Warning: Opening your mouth may invalidate your brain!
(Score: 0) by Anonymous Coward on Monday February 03, @09:44AM (4 children)
You should also have a file somewhere called Password.txt that is specifically excluded by Robots.txt
(Score: 2) by c0lo on Monday February 03, @11:29AM (3 children)
Lemme guess, I should also include it into a XML Google sitemap [google.com] and link to it from the site's index.htm page (and, of course, rant that nobody should use the .html extension).
https://www.youtube.com/watch?v=aoFiw2jMy-0 https://soylentnews.org/~MichaelDavidCrawford
(Score: 2) by dwilson on Monday February 03, @06:37PM (2 children)
Care to elaborate on why? As I understood it, the three-letter limit on file extensions is a holdover from the bad old days of FAT, MS-DOS, and Windows 95. With modern filesystems and operating systems, why does it really matter if I use a four-letter extension? If the relevant spec supports either, then I see no issue.
- D
(Score: 3, Interesting) by Dr Spin on Monday February 03, @07:06PM
the three-letter limit on file extensions is a holdover from the DEC PDP8 -> PDP11 transition:
RSX11 Used three 5-bit characters packed into a 16-bit word, with one remaining bit to say whether they were
all upper case or all lower case.
If I remember right (after 65 years) the upper case version was later used for directory names with lower case
for file names - but that might not have been an actual DEC standard.
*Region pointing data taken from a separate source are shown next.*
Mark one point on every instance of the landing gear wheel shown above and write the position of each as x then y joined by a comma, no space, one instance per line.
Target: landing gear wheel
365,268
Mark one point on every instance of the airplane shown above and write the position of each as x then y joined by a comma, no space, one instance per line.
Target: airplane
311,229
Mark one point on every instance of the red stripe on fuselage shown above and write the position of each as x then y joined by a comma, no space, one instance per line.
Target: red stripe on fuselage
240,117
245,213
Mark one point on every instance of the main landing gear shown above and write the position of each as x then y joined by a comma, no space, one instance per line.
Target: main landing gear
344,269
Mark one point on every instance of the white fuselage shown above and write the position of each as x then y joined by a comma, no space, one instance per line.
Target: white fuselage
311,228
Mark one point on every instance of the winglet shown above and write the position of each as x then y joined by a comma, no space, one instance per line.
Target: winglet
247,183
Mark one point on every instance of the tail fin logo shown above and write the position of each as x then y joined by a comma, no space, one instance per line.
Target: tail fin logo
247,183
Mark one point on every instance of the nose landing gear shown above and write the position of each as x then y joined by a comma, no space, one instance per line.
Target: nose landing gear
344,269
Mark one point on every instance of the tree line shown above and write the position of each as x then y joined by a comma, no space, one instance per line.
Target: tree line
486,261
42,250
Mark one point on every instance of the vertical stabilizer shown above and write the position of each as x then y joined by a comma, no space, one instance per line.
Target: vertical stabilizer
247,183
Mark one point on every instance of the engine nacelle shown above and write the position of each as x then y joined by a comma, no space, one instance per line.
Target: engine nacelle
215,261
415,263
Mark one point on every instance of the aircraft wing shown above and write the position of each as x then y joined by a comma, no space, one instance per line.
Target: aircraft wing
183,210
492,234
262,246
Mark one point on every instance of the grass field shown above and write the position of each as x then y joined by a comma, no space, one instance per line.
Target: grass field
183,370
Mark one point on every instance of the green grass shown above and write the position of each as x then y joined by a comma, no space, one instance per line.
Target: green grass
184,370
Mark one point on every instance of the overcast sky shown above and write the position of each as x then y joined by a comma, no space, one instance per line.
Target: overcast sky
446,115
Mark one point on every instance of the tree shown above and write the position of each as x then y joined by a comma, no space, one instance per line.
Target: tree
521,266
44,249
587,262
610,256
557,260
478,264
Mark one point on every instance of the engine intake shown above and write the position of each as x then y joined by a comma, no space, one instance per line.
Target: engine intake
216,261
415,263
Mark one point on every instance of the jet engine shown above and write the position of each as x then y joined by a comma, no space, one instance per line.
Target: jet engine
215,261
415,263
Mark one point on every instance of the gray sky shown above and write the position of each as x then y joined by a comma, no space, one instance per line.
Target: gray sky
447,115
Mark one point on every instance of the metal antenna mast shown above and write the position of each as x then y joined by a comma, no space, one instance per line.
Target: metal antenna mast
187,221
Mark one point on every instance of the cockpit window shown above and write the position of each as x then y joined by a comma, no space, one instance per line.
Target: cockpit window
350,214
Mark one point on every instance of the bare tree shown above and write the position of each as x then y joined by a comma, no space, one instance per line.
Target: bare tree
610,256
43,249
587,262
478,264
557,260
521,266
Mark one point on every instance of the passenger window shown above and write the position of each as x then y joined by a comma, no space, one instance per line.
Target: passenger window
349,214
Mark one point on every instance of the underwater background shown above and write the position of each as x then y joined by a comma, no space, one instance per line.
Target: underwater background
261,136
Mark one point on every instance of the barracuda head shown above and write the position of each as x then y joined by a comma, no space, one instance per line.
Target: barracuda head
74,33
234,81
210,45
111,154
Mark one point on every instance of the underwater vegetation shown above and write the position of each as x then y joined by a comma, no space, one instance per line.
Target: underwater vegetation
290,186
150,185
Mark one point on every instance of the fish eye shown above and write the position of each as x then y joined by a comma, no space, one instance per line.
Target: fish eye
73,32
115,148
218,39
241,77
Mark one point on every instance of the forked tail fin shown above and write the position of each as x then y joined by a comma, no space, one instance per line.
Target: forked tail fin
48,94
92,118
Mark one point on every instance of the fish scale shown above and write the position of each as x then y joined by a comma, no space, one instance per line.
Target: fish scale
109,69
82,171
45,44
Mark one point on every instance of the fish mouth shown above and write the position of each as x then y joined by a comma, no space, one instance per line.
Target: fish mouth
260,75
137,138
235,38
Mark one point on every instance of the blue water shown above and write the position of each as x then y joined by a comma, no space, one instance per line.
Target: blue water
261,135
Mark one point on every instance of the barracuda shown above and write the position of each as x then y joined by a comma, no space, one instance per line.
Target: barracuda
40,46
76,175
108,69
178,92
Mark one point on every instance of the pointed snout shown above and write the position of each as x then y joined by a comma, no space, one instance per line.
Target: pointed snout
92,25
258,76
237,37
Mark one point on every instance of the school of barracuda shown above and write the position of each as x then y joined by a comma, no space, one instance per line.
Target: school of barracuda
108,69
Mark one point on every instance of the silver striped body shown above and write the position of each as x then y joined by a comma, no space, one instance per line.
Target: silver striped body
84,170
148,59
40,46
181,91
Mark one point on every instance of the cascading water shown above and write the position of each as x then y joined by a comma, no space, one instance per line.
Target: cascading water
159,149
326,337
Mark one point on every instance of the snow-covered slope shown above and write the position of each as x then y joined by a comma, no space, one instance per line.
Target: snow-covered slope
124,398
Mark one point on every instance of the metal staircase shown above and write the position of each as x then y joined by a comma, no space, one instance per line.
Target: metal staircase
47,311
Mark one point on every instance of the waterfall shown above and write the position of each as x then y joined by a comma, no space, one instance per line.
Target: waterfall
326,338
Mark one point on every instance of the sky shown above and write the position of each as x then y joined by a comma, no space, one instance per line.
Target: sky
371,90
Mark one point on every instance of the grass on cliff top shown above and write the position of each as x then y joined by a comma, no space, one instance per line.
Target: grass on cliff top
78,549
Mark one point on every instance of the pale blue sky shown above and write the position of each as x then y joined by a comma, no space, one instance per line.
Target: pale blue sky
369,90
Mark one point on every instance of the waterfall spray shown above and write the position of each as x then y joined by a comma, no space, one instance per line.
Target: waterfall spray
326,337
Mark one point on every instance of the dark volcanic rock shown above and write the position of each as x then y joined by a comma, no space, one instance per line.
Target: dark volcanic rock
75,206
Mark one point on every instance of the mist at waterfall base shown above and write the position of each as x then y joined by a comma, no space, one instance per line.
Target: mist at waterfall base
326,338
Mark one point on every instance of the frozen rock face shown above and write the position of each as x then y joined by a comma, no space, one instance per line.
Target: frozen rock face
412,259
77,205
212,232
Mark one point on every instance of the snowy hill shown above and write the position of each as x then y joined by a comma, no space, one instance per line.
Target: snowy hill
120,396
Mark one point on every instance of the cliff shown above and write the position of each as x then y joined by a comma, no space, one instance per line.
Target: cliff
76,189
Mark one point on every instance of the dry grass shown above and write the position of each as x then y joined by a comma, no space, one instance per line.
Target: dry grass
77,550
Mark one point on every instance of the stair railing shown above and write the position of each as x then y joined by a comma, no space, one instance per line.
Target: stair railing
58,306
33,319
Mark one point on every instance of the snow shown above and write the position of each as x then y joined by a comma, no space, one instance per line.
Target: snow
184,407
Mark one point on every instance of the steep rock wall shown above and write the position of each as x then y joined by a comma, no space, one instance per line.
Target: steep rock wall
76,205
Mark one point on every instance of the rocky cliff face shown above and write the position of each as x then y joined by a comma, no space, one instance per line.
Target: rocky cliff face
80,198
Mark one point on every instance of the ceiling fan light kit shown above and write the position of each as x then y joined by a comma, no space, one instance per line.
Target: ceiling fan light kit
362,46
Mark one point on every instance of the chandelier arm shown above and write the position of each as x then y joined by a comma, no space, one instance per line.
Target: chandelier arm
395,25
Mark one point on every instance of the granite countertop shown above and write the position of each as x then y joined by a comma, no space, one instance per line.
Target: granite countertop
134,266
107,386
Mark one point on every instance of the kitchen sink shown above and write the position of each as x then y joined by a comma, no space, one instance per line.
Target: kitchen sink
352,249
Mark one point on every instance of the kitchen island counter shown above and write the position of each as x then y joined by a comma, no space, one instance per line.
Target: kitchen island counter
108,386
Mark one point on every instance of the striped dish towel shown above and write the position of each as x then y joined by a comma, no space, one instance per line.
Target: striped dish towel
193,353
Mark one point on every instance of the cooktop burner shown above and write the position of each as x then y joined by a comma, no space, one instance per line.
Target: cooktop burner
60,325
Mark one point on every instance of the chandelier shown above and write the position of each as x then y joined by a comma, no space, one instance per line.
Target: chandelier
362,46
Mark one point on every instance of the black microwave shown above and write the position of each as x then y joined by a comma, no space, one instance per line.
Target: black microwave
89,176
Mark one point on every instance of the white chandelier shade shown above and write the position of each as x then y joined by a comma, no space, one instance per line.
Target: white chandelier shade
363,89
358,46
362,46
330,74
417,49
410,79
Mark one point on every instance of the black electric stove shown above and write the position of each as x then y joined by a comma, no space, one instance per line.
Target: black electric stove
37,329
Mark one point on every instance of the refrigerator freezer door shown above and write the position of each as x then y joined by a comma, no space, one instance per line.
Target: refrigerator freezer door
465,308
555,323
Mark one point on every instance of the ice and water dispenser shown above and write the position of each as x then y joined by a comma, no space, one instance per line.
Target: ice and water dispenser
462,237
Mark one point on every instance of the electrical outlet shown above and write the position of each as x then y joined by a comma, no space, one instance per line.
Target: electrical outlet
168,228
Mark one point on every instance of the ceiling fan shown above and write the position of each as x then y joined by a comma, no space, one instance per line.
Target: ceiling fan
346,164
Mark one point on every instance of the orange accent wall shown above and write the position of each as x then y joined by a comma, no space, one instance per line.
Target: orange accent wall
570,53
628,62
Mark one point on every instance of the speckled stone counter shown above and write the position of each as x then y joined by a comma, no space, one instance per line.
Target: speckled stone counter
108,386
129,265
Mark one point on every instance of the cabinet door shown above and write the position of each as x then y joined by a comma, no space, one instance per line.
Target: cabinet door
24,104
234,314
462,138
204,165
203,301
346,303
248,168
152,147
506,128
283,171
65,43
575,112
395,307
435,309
Warning: Opening your mouth may invalidate your brain!
(Score: 2) by c0lo on Monday February 03, @08:14PM
Because that's how FrontPage [microsoft.com] saves them, no doubt as God intended.
(did I really need to use /s in my comment to which you replied?)
https://www.youtube.com/watch?v=aoFiw2jMy-0 https://soylentnews.org/~MichaelDavidCrawford
(Score: 3, Interesting) by Username on Monday February 03, @03:44PM
Have two different subs lines of nonsense in monospace font, and when they're layered overtop of each other, it creates a normal sentence.
T e u c B o n o
h q i k r w F x
(Score: 2) by jman on Tuesday February 04, @04:57PM
The "quiz" was a nice ploy to get you to subscribe to their services.
They show you eight text messages and ask you to decide if it's a scam or not.
Most were obvious, but one in particular - number 7 - they got wrong. It was purportedly from a bank, asking asking you to either reply or click a link to log in.
Supposedly this one was not a scam, but you couldn't hover over the link to see where it really went, so potentially it could have been a scam.